Excuse me, what kind of Florida metric system are we using now??
We got about 5-6 inches of snow here in the last 24 hrs, or, according to men, we got 8 inches.
Don’t cry because it’s over, smile because for a few miles they believed you were the real bus driver.
Forget sexy talk. I want breakfast talk. Describe those waffles to me nice and slow.
Why is my long hair now up in a messy bun today? Well I leaned down to pick up something from the floor & my cat leapt out of nowhere, claws out, grabbed my hair like a vine rope over a lake & swung from it for fun.
Me, thinking about what i’d do if 10 birds attacked me all at once: sorry i zoned out there for a second what’d u say
friend: i said TWENTY BIRDS ARE ON THEIR WAY TO ATTACK YOU
me: OH NO!
Me: Ugh, these edibles are crap.
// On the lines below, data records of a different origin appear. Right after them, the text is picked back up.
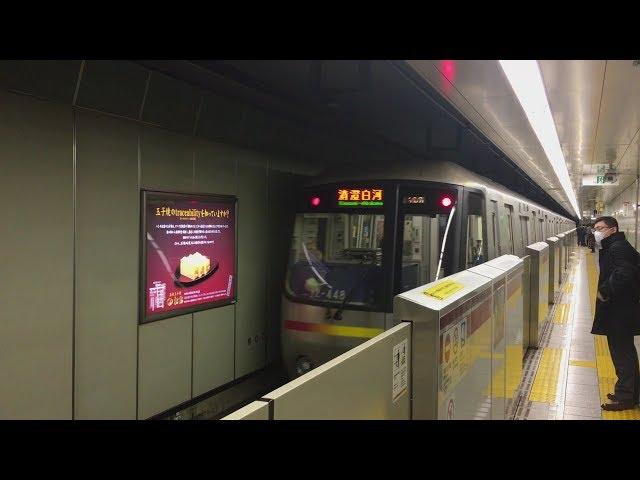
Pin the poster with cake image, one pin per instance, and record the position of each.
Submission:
(190, 253)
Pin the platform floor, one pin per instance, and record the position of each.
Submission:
(570, 374)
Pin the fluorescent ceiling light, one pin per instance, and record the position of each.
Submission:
(526, 82)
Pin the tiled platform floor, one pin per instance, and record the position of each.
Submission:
(568, 377)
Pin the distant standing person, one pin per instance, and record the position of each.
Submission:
(618, 311)
(580, 232)
(591, 240)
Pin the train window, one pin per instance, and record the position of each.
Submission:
(421, 243)
(509, 220)
(533, 228)
(524, 229)
(494, 229)
(475, 242)
(336, 258)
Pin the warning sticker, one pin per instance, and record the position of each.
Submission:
(450, 409)
(443, 289)
(453, 360)
(400, 368)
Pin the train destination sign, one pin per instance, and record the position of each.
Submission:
(189, 253)
(360, 197)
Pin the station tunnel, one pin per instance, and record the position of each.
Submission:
(193, 239)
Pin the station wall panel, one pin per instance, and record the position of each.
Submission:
(166, 160)
(171, 104)
(221, 119)
(47, 79)
(36, 287)
(123, 370)
(252, 265)
(116, 87)
(166, 164)
(165, 365)
(213, 348)
(214, 330)
(107, 238)
(281, 214)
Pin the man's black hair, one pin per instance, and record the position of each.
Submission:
(608, 221)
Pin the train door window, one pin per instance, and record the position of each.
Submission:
(337, 257)
(494, 228)
(509, 221)
(524, 231)
(476, 248)
(421, 243)
(475, 241)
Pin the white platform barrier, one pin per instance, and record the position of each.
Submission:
(457, 354)
(554, 267)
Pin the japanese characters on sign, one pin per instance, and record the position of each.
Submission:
(360, 197)
(189, 253)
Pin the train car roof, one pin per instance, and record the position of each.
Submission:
(432, 171)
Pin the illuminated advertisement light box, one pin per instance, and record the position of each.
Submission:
(360, 197)
(188, 253)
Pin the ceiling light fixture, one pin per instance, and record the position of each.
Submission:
(526, 81)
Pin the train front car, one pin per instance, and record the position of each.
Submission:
(355, 245)
(336, 283)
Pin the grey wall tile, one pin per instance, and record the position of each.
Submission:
(164, 365)
(107, 234)
(221, 119)
(167, 160)
(171, 103)
(36, 288)
(252, 265)
(213, 348)
(49, 79)
(113, 86)
(215, 167)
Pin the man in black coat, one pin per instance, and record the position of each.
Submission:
(618, 310)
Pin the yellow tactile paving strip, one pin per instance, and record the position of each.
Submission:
(546, 381)
(606, 372)
(561, 314)
(568, 287)
(582, 363)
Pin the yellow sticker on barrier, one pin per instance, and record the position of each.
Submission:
(443, 289)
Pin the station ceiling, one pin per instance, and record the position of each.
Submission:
(463, 111)
(595, 105)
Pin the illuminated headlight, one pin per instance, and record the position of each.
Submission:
(303, 365)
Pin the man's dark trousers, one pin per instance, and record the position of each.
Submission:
(625, 359)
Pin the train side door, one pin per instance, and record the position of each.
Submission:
(423, 215)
I don’t feel a thing.
Cockroach sitting next to me on the sofa: Tell me about it, sister.
You can still be mysterious after over sharing cause in that moment everyone is thinking “why would she say that”
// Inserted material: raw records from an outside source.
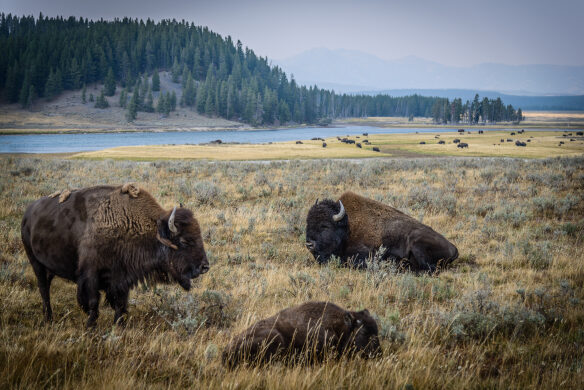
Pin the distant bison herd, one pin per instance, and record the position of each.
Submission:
(463, 145)
(110, 238)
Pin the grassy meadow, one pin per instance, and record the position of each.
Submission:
(539, 144)
(507, 314)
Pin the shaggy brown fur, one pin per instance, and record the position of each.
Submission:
(110, 238)
(307, 331)
(366, 227)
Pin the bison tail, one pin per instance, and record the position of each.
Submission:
(453, 257)
(82, 295)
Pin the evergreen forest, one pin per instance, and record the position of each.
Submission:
(44, 56)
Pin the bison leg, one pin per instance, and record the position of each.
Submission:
(44, 279)
(356, 256)
(119, 302)
(88, 296)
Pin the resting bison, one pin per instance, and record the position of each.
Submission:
(355, 227)
(310, 330)
(110, 238)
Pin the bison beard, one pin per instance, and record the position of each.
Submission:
(306, 332)
(108, 239)
(354, 228)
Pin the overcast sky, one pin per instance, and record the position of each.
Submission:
(452, 32)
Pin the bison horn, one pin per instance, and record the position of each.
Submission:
(341, 214)
(171, 224)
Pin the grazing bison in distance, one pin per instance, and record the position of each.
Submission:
(309, 331)
(354, 227)
(110, 238)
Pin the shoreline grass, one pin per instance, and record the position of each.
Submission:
(540, 144)
(507, 314)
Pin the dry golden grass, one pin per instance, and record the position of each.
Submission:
(275, 151)
(542, 145)
(507, 314)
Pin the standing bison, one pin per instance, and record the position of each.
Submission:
(354, 227)
(110, 238)
(310, 330)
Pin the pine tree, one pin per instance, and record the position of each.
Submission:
(110, 83)
(175, 71)
(101, 101)
(24, 91)
(189, 93)
(155, 81)
(160, 106)
(50, 86)
(83, 95)
(30, 98)
(172, 101)
(149, 103)
(123, 98)
(201, 97)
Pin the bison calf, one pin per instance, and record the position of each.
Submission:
(108, 239)
(304, 333)
(354, 228)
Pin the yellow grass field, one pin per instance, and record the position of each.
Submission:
(507, 314)
(540, 144)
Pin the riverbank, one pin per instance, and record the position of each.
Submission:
(538, 144)
(67, 114)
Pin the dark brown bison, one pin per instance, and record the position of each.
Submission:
(354, 228)
(308, 331)
(110, 238)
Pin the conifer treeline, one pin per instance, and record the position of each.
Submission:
(44, 56)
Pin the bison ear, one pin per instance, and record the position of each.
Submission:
(171, 224)
(349, 318)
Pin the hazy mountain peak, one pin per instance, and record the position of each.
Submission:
(356, 70)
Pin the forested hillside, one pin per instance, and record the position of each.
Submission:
(44, 56)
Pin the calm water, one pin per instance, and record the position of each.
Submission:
(66, 143)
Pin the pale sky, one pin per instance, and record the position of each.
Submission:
(451, 32)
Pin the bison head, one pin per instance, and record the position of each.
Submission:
(186, 259)
(327, 228)
(364, 339)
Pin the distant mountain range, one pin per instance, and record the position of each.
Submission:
(555, 103)
(353, 71)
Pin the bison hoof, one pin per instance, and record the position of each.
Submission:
(64, 196)
(131, 189)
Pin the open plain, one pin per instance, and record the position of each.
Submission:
(507, 314)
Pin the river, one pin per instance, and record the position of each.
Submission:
(78, 142)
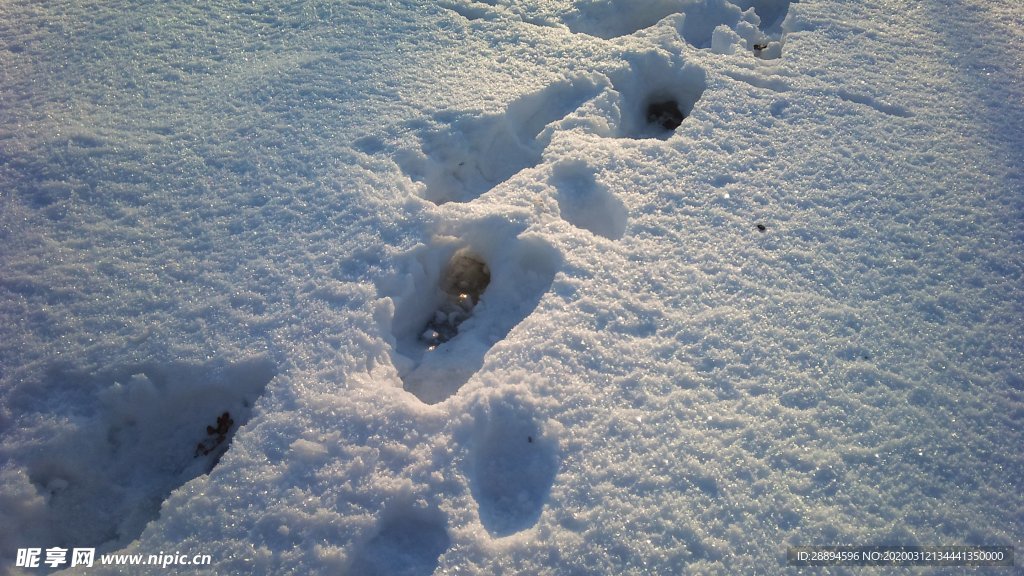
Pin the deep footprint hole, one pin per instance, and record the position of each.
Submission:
(665, 113)
(465, 280)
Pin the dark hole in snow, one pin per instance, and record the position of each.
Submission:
(666, 114)
(215, 436)
(465, 280)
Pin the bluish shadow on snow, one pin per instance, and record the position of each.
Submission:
(100, 453)
(521, 271)
(587, 204)
(512, 465)
(409, 542)
(473, 154)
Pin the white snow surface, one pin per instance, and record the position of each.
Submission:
(794, 320)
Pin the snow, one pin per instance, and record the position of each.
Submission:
(472, 307)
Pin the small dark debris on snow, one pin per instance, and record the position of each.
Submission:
(216, 436)
(666, 114)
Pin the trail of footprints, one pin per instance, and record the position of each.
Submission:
(464, 294)
(461, 296)
(113, 446)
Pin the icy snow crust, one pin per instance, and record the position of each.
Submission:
(795, 319)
They say chimps are our closest relatives, but mine’s actually my mum.
god: next up for 2020-
angel: crap, what now?
god: tornadoes FULL OF SHARKS
angel: i’ll get legal
The morning after pill, but for tweets
[On phone to police]
Has there been a report of a pervert in the park?P: No, there hasn’t.
Me: oh good.
[Goes back to hiding in bushes]
Sup girl, I hear u like bad boys
*I open the wrong side of juice carton*
*evil spirit flies out*
Oh, so that’s why they say don’t do that
After my husband explained in detail what he does for work, my 6-year-old asked if he has fun at work so clearly he was not listening to a single thing my husband said.
Voicemails that say check your email is why I prefer animals.
Sorry I asked if your grandparents were part of the Halloween display at your house.
“Five year plan?”
[shuffles papers]
…written down here somewhere
… Ahh, here it is, lemme clean the cheese off this Mcmuffin wrapper
I wrote a haiku about mansplaining for the Thursday contest and my husband offered to “look at it and make sure it fit the 5-7-5 format.”
Sold my parents’ house today. It was really bittersweet and brought back so many memories. My parents are gonna be pissed when they get back from vacation though.
[after bowling]
Me: that was fun
Date: you whispered “bowling” every time you rolled the ball
Me: it helps me aim
[later in bed]
Me: *whispering* bo-
Her: -no
Venmo is my favorite social media site. I love to see my boy John charge his wife for martinis
Wife: He’s your son!
Me: So you say! But I don’t…
*Kid dances across the room to the Benny Hill theme song*
Me: …ok fine he’s my son.
Horses kill more people than sharks, which is weird — I didn’t even know horses could live underwater.